The (2,2) case would be similar, and the (3,1), (3,2), (3,3) all require a 4 in a row somewhere or a legal flip.
You can use that idea I believe on sizes 3,4,5 at least. It also helps to notice something like having a N-2 or N-1 in a row on the inner NxN grid (N+2 size board) would also lead to either a win or a legal move similar to the above.
1 Like
If we change the rules so that lengths of created segments do not include external stones that did not help with the flipping, then I think this kind of construction works:
(should be a 9x9 board, ignore the lines continuing to the lower right)
That is the closest I got, nothing I found was even close to working with the actual rules. So far it seems impossible
Oh so is it like, only the stones that are flipped are what’s being counted in that construction? Edit: ok you can include the “two” that contribute to the custodial capture, but in this case, not the one that’s being removed after.
So each time you would flip, there’s at least that many cutting across it. It’s a nice construction
I think the idea of these kinds of rules in some of mark’s games is that there’s something that’s causing an irreversible progress in the game, some counter that keeps increasing, in some games it might be largest group size, or pieces that are forced to move in one direction or pattern, or here I suppose it’s these lengths to flip a piece repeatedly.
Yeah somehow it seemed kind of natural to me to only count those stones, since other ones are not contributing to creating the new segment, they just happen to be sitting there adjacent to it. (I’m not saying this is more natural than the actual rules, but it didn’t seem too unreasonable and I honestly wasn’t sure just from the rule description which was intended)
At first I thought even with this more restricted ruleset (more restricted in the sense that fewer moves are legal) it might be impossible to create a drawn position, but apparently not!
Does Mark himself (or someone else) have a proof that draws are impossible, or is it an open question?

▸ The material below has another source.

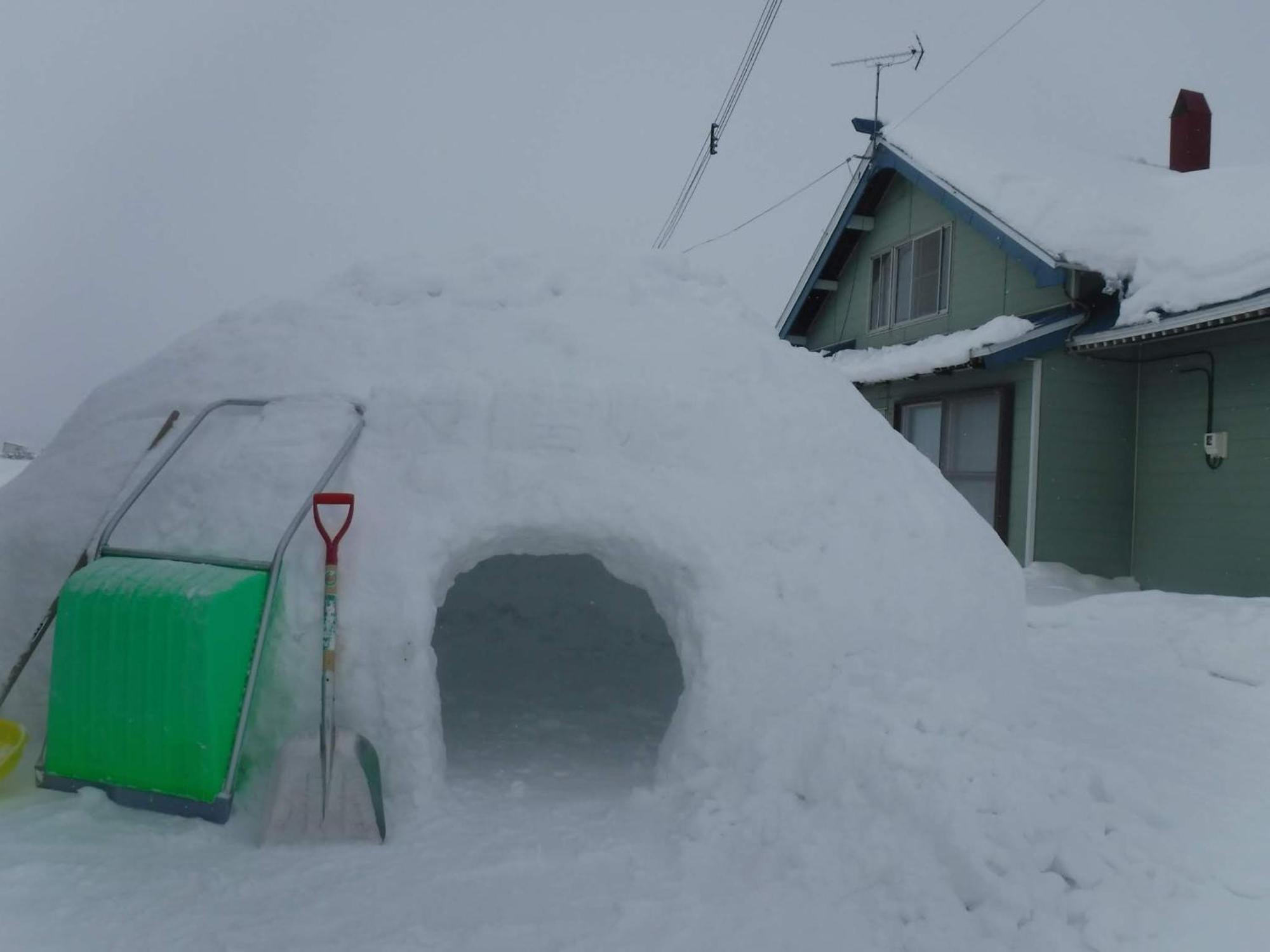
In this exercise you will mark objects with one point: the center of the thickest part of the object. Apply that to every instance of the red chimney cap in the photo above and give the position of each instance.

I think it’s an open question, but it’s kind of a prototype for an N in a row game that’s finite and hopefully without draws.

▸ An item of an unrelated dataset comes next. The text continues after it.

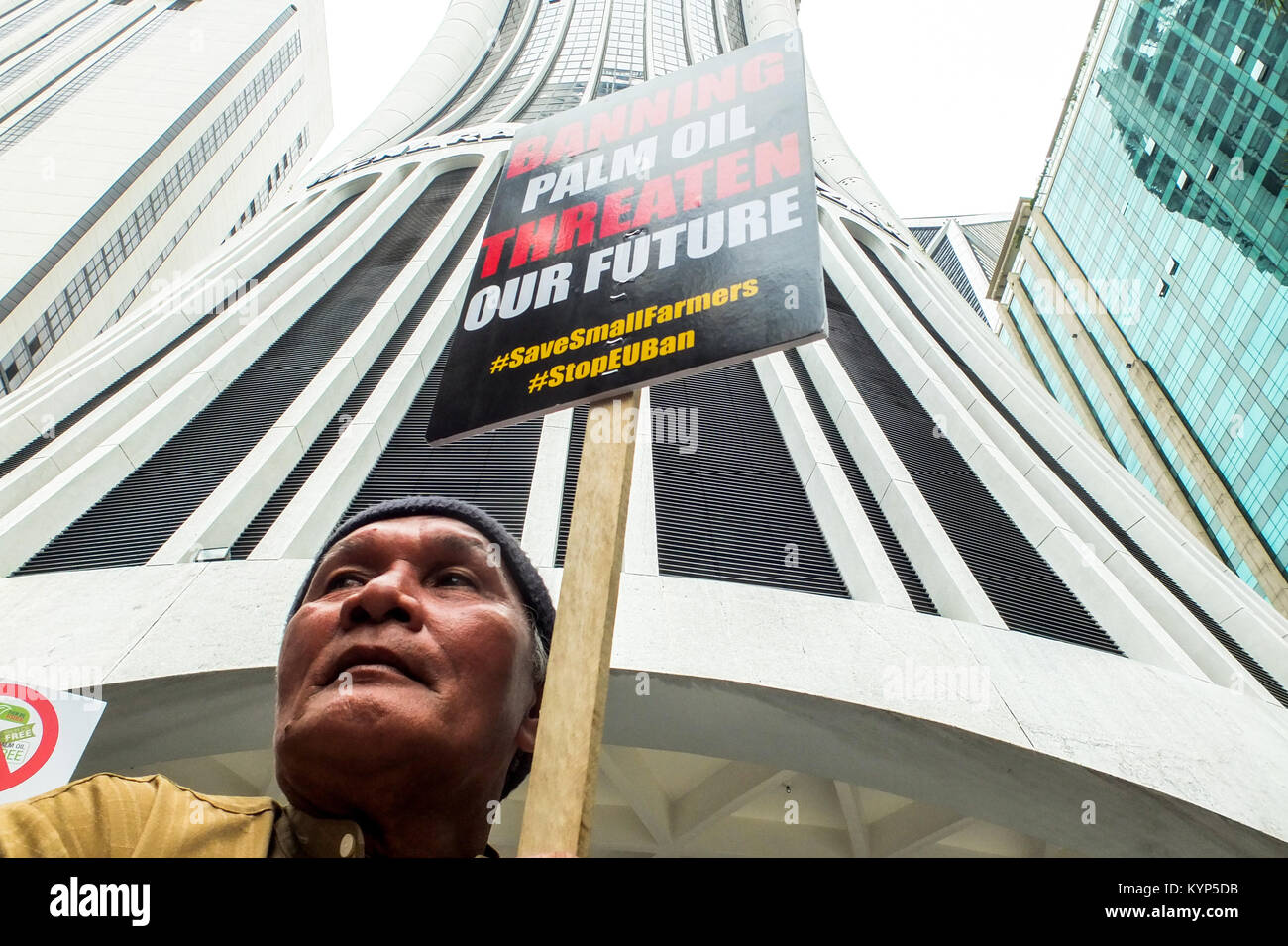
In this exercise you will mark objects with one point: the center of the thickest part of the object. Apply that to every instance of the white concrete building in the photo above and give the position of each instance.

from Michael Amundsen there
There is no proof of its decisiveness. There is some hand-waiving and some failed attempts at making the game lock up without a winning line. Seems solid, but proof would be great. Its finitude is certain, though. The only way to cut a line is to make a longer line.

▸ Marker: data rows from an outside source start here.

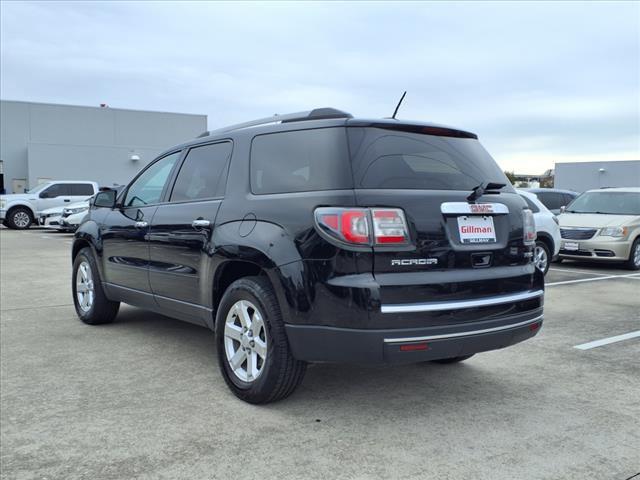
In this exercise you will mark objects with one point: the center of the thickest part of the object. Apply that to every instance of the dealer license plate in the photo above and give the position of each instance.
(476, 229)
(573, 246)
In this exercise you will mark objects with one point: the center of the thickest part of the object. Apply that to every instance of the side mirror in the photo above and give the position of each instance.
(106, 199)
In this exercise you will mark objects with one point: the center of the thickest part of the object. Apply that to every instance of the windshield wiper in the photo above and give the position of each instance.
(484, 188)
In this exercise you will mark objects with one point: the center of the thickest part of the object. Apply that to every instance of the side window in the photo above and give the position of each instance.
(556, 200)
(56, 190)
(551, 200)
(82, 189)
(567, 199)
(203, 173)
(147, 188)
(532, 206)
(300, 161)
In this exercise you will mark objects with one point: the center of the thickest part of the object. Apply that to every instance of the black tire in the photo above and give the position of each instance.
(445, 361)
(16, 218)
(542, 245)
(281, 373)
(102, 310)
(631, 263)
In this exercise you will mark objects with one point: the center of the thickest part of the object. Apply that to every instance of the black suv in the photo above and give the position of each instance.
(317, 237)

Edit: I thought it kind of fits in here, because one could maybe do some magic to optimise brute force searches to get to higher and higher board sizes, or one could try to do some tricks like stripping away parts of the board for a kind of induction, or maybe one could come up with a constructive method, or some counting function or whichever Flexible ideas for approaches.
1 Like
What is the most stones that one can place on a 9x9 board, such that no three form an acute triangle?
3 Likes
I don’t know what the largest is, but does this 17 count?
If two of the three stones are on the same side, and the third is on the other perpendicular side, one angle should be more than 90º.
2 Likes
And then say another 17
The idea being there’s two parallel lines, two of the stones line on one line, and one on another, but the smallest angle one can make one of angles (at the single stone) is 90º, because of the grid and the proximity of the parallel lines.
Edit: I think there’s a small caveat - if the single point is “between” the other two points, that’s the above illustration, but when it’s “outside” the two, it can be acute, but then another angle, the one at the closer of the two stones becomes obtuse.
1 Like
If we’re assuming a square board, squares of squares, does this work fo 18?
two parallel lines, at least two of the points belong to one line.
Cases:
- if two points are horizontally aligned it’ll have a right angle.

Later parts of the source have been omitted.